Sad day at Stanley Royd guys  The Chapel has been gutted by fire, and police have made arrests over arson.

Story here............. http://www.wakefieldexpress.co.uk/n...ttack-at-stanley-royd-church-update-1-4658805​


----------



## tumbles (Jun 22, 2012)

It's been neglected for so many years and suffered from another arson attack several years ago. I went last summer and it was still easy to access - lots of neds and homeless tended to hang around in the park surrounding it and a few lived inside from time to time. In 2008 I remember going down through the crypt and someone was living in it.

While it was a trashed pigeon infested shit hole inside the real tragedy was the stained glass window at the west end was beautiful and very unique. It should have ended up in the Stephen Beaumont museum next door. 

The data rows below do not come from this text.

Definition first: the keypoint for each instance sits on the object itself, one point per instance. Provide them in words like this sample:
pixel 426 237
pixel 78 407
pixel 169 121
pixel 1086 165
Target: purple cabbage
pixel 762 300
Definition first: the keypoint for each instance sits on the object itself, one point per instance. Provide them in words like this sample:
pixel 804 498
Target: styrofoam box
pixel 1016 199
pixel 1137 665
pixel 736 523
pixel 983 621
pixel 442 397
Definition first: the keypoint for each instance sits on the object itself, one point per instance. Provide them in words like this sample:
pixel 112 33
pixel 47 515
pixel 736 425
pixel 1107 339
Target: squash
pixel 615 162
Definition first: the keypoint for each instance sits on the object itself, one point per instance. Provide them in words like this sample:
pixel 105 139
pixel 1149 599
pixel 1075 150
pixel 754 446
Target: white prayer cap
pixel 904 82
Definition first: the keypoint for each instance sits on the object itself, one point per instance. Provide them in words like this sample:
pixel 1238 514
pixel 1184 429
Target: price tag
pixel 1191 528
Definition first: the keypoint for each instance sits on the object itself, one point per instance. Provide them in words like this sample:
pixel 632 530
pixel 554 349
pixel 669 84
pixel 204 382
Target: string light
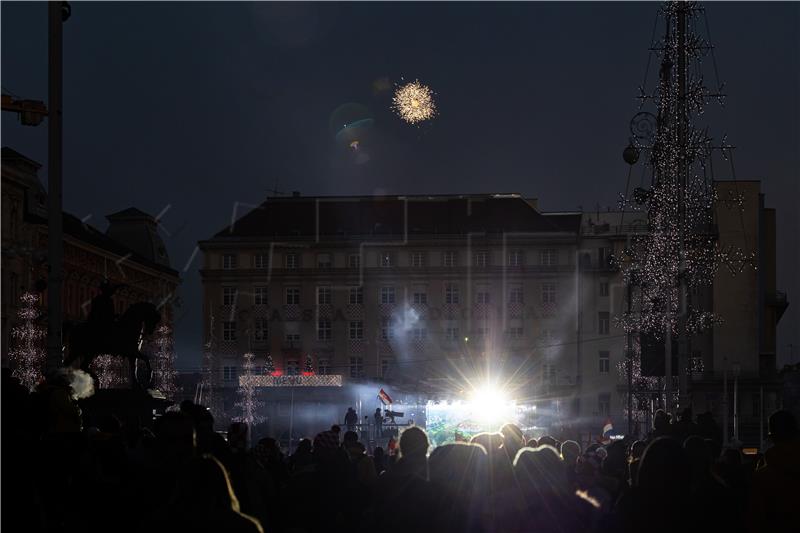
pixel 248 402
pixel 28 354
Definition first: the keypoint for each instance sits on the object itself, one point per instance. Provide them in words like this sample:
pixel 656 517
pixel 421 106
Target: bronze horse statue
pixel 121 337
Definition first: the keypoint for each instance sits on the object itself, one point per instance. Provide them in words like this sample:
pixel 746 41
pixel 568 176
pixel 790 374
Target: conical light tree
pixel 248 401
pixel 28 353
pixel 164 374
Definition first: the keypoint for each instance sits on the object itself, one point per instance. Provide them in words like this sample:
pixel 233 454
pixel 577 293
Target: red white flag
pixel 384 398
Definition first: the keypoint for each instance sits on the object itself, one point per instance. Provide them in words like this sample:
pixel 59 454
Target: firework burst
pixel 413 102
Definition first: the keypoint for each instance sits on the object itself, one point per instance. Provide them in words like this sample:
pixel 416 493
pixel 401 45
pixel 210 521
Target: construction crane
pixel 30 112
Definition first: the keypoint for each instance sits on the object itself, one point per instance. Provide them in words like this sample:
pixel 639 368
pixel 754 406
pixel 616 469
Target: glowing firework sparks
pixel 414 103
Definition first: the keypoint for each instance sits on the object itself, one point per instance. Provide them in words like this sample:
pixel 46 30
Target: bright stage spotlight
pixel 490 404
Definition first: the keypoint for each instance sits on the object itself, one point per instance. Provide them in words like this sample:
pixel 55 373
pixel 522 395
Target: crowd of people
pixel 183 476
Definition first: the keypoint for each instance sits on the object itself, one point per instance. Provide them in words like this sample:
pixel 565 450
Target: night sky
pixel 198 106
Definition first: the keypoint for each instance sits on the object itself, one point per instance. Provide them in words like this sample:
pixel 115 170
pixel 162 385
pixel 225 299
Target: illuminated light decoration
pixel 28 353
pixel 413 102
pixel 110 371
pixel 278 380
pixel 248 402
pixel 164 374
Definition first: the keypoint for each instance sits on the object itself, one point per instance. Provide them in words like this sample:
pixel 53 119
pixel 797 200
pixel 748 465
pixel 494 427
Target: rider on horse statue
pixel 102 316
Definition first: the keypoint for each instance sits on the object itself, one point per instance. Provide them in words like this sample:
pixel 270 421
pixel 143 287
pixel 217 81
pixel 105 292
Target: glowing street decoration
pixel 330 380
pixel 413 102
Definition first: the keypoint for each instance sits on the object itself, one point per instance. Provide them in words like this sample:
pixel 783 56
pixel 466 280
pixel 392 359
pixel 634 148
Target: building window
pixel 451 293
pixel 324 261
pixel 229 331
pixel 451 333
pixel 356 367
pixel 603 257
pixel 356 330
pixel 603 288
pixel 549 374
pixel 261 329
pixel 229 295
pixel 605 362
pixel 387 295
pixel 260 296
pixel 324 329
pixel 548 257
pixel 228 261
pixel 292 296
pixel 548 293
pixel 604 404
pixel 387 331
pixel 323 295
pixel 229 373
pixel 261 261
pixel 602 322
pixel 356 295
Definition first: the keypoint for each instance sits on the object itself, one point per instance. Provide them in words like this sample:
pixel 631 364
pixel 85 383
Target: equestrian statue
pixel 105 333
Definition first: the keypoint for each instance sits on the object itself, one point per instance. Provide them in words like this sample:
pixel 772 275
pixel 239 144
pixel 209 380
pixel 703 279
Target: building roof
pixel 422 215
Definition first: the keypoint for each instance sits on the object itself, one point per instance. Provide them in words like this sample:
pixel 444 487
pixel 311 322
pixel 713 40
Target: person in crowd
pixel 202 500
pixel 549 502
pixel 773 500
pixel 350 419
pixel 458 474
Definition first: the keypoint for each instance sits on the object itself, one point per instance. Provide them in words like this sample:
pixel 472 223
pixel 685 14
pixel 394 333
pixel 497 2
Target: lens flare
pixel 413 102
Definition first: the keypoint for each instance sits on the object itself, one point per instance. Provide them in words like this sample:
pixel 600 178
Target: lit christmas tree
pixel 28 354
pixel 208 382
pixel 110 371
pixel 248 402
pixel 164 373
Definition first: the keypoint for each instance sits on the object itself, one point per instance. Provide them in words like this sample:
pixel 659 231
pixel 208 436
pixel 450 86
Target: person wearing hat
pixel 773 498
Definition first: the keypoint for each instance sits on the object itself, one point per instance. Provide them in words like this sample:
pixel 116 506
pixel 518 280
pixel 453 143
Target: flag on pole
pixel 384 398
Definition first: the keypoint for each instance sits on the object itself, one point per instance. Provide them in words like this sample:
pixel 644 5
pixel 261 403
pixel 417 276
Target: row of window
pixel 387 330
pixel 388 295
pixel 292 368
pixel 417 259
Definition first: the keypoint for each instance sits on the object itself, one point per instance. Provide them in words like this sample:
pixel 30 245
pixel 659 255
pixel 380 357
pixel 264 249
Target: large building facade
pixel 436 294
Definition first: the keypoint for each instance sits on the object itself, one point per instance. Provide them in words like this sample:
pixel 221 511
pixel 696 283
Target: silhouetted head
pixel 782 426
pixel 459 467
pixel 413 443
pixel 540 470
pixel 570 451
pixel 664 467
pixel 513 439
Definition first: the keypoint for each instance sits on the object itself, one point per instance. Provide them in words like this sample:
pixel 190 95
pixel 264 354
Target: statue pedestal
pixel 126 404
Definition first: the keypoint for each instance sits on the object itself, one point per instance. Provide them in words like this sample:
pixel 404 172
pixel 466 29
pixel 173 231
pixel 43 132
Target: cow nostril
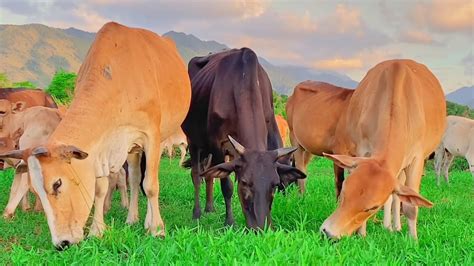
pixel 63 245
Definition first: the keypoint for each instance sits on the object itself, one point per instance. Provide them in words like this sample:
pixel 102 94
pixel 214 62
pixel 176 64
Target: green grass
pixel 446 232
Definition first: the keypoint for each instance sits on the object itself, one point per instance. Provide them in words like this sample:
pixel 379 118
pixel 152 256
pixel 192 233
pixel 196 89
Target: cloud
pixel 338 64
pixel 444 16
pixel 415 36
pixel 468 63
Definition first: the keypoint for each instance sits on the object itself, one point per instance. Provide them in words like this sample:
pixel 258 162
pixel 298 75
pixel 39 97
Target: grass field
pixel 446 232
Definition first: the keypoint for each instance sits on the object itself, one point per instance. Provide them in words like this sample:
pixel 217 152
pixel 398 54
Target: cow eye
pixel 372 209
pixel 57 185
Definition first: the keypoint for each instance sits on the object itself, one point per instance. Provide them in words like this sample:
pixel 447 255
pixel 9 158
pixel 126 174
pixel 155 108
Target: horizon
pixel 283 33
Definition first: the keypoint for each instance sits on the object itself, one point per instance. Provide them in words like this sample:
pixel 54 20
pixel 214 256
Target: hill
pixel 464 96
pixel 34 52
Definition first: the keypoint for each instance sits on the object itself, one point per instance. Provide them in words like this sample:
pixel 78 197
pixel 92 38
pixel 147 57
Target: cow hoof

It's almost certain they are a melted/smashed mess in a pile of rubble now


----------



## silverstealth (Jun 23, 2012)

All that remains of this once much loved asylum sanctuary.


----------



## silverstealth (Jun 23, 2012)

Anyone visiting beware of the lethal floors. There is in part 8 foot drops.


----------



## silverstealth (Jun 23, 2012)




----------



## Wakey Lad (Jun 23, 2012)

Nice photos, ive been up a few times as its only down the road, very sad end to a grand building!


----------